Turi is an endangered Austroasiatic language of India that belongs to the Kherwarian Munda group. Grierson (1906) described that Turi is similar to both Mundari and Santali. It is spoken by only half a percent of ethnic Turi, the rest having shifted to Sadri in Jharkhand, Mundari in West Bengal, and Odia in Odisha. The Turi are classified as a Scheduled Caste in Jharkhand.

==Distribution==
Osada (1991) lists the following locations where Turi is spoken.

- Jharkhand (pop. 133,137 as of 1981; then part of Bihar)
  - Giridih district
  - Ranchi district
  - Hazaribagh district
- Chhattisgarh
  - Raigarh district
- West Bengal (pop. 26,443 as of 1981)
- Odisha (pop. 7,374 as of 1981)

==Classification==
Turi has been traditionally grouped with the Mundaric dialect continuum. A recent phylogenetic analysis on Turi conducted by Peterson, et al. (2024) using the software COG from the Summer Institute of Linguistics found that Turi forms a closer cline with the Santali dialect continuum rather than with the Mundari-Ho dialects. This result is more aligned with the classification of Turi proposed by Ethnologue (Eberhard et al. (2023)). The analysis concludes that Turi may have separated from the Kherwarian languages groups from an early date so that it may constitute a third subgroup of Kherwarian.

==Phonology==
===Consonants===
Similar to Santali and Mundari, but /w/ is replaced by /ʋ/ in Turi. Most Munda languages have voiced stops accompanied with pre-glottalization and nasal release, so does Turi, but the language tends to drop the stops entirely while retains the nasal and the glottal stop. Eg. Turi [uʔm] "hair", Mundari [uˀb̥ᵐ] "hair"; Turi [mɛʔn̪] "eye", Mundari [meˀd˺ⁿ] "eye".

|  |  | Bilabial | Dental | Alveolar | Postalveolar | Retroflex | Palatal | Velar | Glottal |
| Stop/Affricate | voiceless | p | t̪ |  | t͡ʃ | ʈ | c | k | ʔ |
| aspirated | pʰ | t̪ʰ |  | t͡ʃʰ | ʈʰ |  | kʰ |  |
| voiced | b | d̪ |  | d͡ʒ | ɖ | ɟ | ɡ |  |
| breathy | bʱ | d̪ʱ |  | d͡ʒʱ | ɖʱ |  | ɡʱ |  |
| Fricative |  |  |  | s |  |  |  |  | h |
| Nasal |  | m | n̪ |  |  | ɳ | ɲ | ŋ |  |
| Approximant |  | ʋ |  | l |  |  | j |  |  |
| Flap |  |  |  | ɾ |  | ɽ |  |  |  |

===Vowels===

|  | Front | Central | Back |
|---|---|---|---|
| High | i |  | u |
| Mid-high |  | (ə) |  |
| Mid-low | ɛ |  | ɔ |
| Low |  |  | ɑ |

==Morphology==
===Nominals===
====Pronouns====
Emphasis on dual and plural reference in Turi pronouns can be reinforced by attaching number markers =kin and =ku directly to the pronoun. Eg. ɑliŋ bɑɾɑŋ=kin "we both (EXCL)", ɑlɛ=ku "we (PL.EXCL)".
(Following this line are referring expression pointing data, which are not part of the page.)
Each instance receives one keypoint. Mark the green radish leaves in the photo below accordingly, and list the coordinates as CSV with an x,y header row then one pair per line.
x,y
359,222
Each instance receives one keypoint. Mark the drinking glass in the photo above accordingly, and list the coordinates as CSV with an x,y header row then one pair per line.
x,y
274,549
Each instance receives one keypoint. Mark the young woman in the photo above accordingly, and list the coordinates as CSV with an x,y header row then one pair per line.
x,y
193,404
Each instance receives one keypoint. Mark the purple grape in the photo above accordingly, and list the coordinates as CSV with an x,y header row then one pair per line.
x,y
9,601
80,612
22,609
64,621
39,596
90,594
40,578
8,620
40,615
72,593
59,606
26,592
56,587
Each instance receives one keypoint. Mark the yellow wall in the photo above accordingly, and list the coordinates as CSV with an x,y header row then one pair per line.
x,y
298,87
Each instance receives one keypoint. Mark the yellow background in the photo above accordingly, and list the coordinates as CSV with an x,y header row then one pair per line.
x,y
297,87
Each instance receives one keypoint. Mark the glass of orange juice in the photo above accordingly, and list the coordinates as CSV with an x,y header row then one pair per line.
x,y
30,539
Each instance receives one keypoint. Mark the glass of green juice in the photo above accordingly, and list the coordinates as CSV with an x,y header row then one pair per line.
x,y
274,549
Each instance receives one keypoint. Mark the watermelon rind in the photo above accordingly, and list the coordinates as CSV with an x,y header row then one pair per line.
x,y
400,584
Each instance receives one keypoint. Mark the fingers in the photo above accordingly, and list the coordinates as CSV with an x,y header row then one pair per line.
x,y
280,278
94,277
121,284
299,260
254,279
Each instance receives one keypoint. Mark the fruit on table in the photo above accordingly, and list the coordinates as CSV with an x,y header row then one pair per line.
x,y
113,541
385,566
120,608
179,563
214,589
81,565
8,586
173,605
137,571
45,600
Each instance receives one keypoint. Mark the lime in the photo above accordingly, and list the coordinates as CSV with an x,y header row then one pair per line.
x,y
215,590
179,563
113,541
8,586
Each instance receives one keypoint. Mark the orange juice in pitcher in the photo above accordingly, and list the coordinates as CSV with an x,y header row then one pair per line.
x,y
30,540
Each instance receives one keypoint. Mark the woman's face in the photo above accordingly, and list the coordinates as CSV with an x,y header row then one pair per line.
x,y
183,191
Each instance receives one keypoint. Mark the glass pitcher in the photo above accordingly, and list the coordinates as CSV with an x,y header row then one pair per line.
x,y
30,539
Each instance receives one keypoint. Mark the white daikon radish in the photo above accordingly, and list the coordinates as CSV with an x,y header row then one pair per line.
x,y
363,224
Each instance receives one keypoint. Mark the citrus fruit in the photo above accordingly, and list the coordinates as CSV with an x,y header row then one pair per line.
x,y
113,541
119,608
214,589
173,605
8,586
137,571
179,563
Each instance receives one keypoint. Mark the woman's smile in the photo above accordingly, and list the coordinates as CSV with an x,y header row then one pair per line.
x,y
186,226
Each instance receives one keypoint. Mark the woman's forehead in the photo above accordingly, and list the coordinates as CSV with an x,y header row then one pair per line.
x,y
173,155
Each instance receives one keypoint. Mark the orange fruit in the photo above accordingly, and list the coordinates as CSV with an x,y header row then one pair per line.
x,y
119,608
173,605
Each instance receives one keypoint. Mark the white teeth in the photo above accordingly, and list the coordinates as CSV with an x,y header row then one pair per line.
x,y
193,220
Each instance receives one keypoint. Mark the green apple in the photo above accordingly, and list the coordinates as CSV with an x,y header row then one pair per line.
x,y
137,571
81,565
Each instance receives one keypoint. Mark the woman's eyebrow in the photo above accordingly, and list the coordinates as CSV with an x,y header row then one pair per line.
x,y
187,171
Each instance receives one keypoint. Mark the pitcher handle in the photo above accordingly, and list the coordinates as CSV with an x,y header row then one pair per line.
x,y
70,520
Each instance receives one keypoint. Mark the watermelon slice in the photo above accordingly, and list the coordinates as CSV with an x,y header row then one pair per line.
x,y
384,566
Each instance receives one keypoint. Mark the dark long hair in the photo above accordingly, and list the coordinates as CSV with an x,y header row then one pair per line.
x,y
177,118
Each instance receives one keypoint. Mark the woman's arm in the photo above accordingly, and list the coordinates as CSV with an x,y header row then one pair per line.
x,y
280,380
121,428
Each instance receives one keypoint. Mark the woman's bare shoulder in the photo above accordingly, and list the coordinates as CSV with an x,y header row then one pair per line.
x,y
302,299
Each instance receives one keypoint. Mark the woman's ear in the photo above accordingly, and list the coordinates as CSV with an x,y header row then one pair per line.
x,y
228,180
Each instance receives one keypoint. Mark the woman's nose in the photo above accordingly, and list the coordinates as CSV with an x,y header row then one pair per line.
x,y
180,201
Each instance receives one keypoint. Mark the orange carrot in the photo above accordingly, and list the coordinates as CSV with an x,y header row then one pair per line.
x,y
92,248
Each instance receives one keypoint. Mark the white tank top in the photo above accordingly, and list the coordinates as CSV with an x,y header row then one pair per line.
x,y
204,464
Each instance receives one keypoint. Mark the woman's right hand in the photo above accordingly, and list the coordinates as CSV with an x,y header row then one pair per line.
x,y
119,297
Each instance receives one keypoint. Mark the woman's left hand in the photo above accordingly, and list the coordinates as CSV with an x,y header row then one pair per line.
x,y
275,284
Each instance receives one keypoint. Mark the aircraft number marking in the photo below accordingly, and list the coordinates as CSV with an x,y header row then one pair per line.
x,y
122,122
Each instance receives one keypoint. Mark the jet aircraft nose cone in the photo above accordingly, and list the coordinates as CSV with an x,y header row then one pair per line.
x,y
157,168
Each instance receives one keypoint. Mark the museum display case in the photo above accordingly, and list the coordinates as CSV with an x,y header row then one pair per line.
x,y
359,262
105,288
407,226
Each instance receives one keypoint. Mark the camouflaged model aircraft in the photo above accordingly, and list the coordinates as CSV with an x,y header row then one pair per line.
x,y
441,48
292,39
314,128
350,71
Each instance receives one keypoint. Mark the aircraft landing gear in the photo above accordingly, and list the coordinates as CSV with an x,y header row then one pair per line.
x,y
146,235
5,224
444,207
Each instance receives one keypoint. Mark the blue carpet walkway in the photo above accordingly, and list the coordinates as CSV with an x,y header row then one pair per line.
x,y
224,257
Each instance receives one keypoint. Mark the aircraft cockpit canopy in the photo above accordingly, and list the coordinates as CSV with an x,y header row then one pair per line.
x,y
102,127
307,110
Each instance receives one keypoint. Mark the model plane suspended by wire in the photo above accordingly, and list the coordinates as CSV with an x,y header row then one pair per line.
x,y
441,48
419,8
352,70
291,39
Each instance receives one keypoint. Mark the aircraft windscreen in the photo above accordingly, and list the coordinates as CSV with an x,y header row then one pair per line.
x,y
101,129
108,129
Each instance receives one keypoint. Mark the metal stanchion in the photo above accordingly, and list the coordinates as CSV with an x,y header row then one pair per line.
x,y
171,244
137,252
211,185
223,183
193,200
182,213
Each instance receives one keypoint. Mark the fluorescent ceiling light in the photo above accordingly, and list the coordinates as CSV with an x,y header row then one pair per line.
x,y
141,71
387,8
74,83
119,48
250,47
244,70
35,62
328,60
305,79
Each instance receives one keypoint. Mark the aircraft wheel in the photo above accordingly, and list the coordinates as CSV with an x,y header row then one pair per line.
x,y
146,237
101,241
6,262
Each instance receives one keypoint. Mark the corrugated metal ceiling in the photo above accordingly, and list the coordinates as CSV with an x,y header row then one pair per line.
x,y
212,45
|  |  | singular | dual | plural |
| 1st person | exclusive | iɲ | ɑliɲ | ɑlɛ |
| inclusive | ɑlɑŋ | ɑpu |
| 2nd person |  | ɑm | ɑbin | ɑpɛ |
| 3rd person |  | uni | unkin | unku |

====Cases====
Turi has five cases. The case markers follow the number markers. For example, tʃɑʋɑ=kun=rɛn (child=PL=GEN) "of the children".
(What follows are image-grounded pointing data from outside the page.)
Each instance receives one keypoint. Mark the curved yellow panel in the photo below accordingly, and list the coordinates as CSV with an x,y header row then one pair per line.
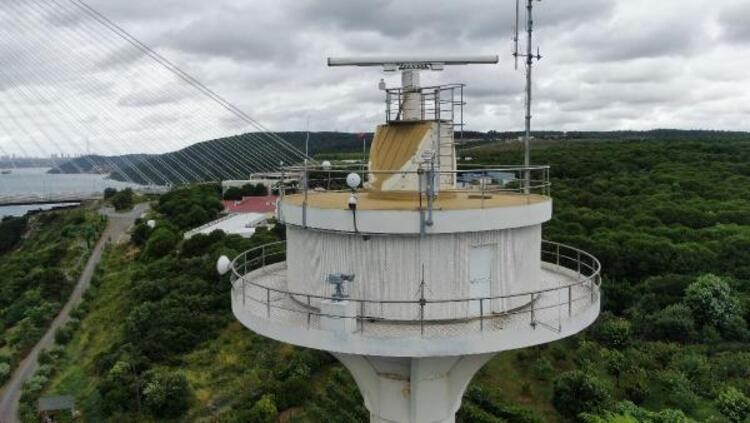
x,y
394,145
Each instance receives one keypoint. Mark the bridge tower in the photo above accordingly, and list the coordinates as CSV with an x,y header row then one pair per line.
x,y
414,272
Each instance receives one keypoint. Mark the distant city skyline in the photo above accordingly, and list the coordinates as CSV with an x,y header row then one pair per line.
x,y
608,65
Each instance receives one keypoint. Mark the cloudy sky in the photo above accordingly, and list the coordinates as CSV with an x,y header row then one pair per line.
x,y
69,84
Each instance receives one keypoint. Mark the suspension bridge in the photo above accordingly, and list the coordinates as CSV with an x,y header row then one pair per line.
x,y
116,107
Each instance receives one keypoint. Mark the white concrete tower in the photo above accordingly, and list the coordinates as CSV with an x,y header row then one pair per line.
x,y
417,277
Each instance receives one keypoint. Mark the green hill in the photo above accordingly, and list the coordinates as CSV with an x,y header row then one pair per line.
x,y
157,341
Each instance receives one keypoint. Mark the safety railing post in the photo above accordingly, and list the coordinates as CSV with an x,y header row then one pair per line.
x,y
481,315
304,202
483,187
309,315
570,300
421,317
268,304
362,317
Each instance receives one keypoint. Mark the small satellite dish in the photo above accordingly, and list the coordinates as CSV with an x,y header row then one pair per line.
x,y
353,180
223,265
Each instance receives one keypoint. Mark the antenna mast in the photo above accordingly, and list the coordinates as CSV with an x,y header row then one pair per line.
x,y
530,57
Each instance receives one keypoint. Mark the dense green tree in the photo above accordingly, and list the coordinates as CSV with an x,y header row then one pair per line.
x,y
576,392
166,393
123,200
264,411
733,404
712,302
11,231
612,332
162,242
109,193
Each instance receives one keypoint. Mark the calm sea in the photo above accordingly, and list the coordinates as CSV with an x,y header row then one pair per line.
x,y
38,181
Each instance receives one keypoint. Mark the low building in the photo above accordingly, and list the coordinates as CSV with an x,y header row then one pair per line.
x,y
242,224
261,205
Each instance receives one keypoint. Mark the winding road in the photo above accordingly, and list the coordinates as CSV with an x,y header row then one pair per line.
x,y
117,226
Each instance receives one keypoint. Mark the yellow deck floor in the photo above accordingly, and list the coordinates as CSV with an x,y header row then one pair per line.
x,y
450,201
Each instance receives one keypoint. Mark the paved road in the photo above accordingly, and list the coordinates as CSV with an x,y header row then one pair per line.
x,y
116,230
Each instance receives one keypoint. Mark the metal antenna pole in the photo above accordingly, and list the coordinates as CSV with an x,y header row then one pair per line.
x,y
529,67
530,57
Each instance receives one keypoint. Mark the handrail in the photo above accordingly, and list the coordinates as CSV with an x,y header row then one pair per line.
x,y
594,267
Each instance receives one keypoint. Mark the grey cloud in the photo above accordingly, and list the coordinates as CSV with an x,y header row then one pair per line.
x,y
735,23
145,98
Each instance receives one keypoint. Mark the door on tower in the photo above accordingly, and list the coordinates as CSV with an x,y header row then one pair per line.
x,y
481,259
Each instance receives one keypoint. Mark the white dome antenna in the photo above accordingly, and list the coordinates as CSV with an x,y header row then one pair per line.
x,y
223,265
353,180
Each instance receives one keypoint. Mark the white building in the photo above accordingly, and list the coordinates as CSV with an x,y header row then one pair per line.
x,y
415,282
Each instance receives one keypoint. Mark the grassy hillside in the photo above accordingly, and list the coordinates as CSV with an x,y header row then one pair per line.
x,y
41,258
672,345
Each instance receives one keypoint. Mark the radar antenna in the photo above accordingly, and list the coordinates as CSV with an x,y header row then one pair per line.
x,y
530,57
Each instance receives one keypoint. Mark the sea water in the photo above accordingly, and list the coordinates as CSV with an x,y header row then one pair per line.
x,y
26,181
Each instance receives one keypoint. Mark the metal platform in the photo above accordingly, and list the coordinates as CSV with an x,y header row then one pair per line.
x,y
567,302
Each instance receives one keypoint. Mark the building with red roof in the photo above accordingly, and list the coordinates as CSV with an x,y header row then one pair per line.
x,y
262,205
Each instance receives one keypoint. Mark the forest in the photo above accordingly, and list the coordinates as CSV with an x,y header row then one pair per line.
x,y
41,257
669,219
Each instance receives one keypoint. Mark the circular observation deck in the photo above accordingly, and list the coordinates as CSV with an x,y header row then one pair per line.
x,y
402,202
566,301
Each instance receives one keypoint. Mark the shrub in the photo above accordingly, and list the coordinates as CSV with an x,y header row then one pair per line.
x,y
160,243
63,335
733,404
636,386
674,323
612,332
109,193
4,372
166,394
294,392
264,410
576,392
543,369
122,200
711,301
11,231
140,234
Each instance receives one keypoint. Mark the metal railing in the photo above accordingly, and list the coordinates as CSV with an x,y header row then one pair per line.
x,y
475,180
577,289
438,103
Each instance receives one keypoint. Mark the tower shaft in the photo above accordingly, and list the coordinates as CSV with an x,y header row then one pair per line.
x,y
413,390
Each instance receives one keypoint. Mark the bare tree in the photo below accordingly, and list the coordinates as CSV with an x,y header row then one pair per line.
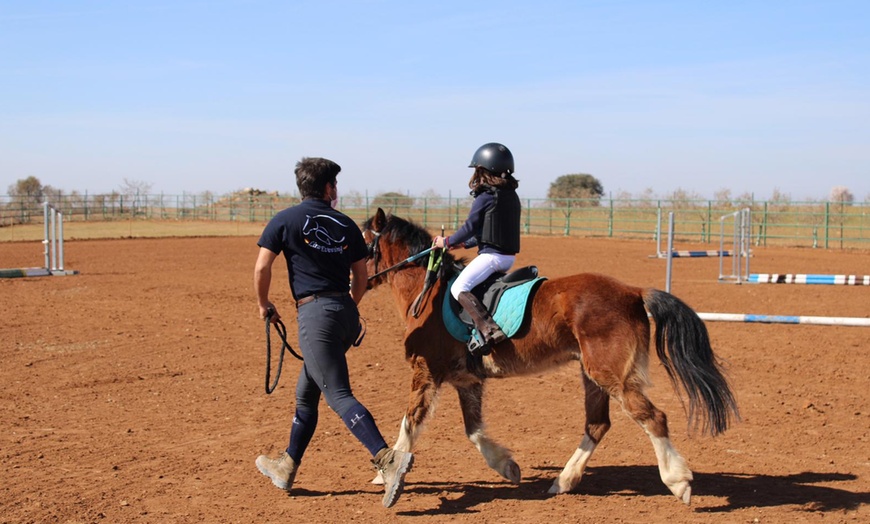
x,y
135,192
841,195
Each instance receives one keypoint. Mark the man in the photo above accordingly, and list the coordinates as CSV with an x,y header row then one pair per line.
x,y
322,247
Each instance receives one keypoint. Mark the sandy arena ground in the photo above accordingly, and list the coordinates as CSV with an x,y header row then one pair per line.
x,y
133,392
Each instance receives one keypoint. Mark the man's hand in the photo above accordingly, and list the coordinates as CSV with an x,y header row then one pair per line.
x,y
269,311
440,242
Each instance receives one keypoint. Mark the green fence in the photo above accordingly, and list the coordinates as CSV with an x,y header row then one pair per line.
x,y
811,224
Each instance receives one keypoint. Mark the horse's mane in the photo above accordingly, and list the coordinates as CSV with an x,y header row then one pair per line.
x,y
417,239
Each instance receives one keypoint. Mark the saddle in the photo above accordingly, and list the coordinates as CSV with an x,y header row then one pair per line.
x,y
507,296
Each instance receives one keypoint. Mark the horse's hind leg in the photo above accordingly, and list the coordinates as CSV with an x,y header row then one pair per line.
x,y
673,469
597,424
496,456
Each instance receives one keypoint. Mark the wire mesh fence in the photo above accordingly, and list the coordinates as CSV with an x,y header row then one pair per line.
x,y
810,224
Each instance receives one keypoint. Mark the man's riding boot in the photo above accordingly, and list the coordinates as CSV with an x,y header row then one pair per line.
x,y
484,323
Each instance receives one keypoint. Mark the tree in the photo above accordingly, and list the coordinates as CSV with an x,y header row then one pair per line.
x,y
135,194
577,186
841,195
391,201
27,190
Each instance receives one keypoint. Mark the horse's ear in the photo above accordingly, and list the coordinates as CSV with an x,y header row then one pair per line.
x,y
379,220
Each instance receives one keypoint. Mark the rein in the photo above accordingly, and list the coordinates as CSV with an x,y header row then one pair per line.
x,y
281,329
374,252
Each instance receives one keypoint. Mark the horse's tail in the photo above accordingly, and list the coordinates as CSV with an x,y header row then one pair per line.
x,y
683,346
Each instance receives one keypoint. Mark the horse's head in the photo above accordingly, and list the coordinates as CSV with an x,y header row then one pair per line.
x,y
390,241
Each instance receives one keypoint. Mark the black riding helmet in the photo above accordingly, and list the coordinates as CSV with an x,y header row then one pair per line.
x,y
493,157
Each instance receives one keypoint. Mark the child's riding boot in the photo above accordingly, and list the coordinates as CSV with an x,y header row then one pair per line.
x,y
486,326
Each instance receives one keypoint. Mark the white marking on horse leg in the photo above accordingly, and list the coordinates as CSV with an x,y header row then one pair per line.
x,y
573,471
673,469
404,442
497,457
406,439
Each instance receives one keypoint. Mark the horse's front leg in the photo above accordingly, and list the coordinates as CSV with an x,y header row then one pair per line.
x,y
497,457
421,405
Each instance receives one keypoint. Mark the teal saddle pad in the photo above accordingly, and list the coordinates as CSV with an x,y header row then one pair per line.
x,y
513,306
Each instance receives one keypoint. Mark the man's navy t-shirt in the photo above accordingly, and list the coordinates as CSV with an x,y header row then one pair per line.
x,y
319,244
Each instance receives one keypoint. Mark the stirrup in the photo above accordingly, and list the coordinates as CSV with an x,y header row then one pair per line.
x,y
477,344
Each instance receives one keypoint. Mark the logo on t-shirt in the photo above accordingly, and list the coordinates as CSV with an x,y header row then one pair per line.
x,y
319,237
| Case | Marker | Function |
|---|---|---|
| Nominative | =Ø | Intransitive subject, transitive subject, inanimate and non-specific objects |
| Oblique | =kɛ | Primary objects with verbs of speech, animate secondary object |
| Genitive | =ɑ/=ɑʔ/=rɛn | Possession of pronouns (=ɑ/=ɑʔ) and else (=ren) |
| Instrumental | =tɛ | Medium |
| Locative | =ɾɛ | Location |

===Verbal morphology===
====Verbal agreement====
Like all Kherwarian languages, Turi verbs index both the S/A and P arguments.

|  |  | singular | dual | plural |
| 1st person | exclusive | =ɛŋ/=ɲ(iɲ) | =liɲ | =lɛ |
| inclusive | =lɑŋ | =pu |
| 2nd person |  | =m | =bin | =pɛ |
| 3rd person |  | =i (object)/ =ɛ (subject) | =kin | =ku |

====Tense, mood, aspect/aktionsart====

Overview of Turi TAM markers
|  | Middle | Active |
|---|---|---|
| Present | -tɑn | -ɛtɑn |
| Future | -ɔʔ/-ɔ/-ʔ/-Ø | -Ø |
| Past | -ɛn/-kɛn/-ɔn/-ɔʔ-ɛn | -ɛkɛn – Past imperfective -tɑd – Simple past |
| Present perfect | -ɑkɑn | (-ɑkɑd) |
| Past perfect | -lɛn | -lɛʔ/-lɑʔ |

====Copulas====
Odisha Turi has two copulas: the temporary/locative hɛn= (suppletive form kɑnɔʔɔ) and identity =nɑŋ. The origin of =nɑŋ is obscure.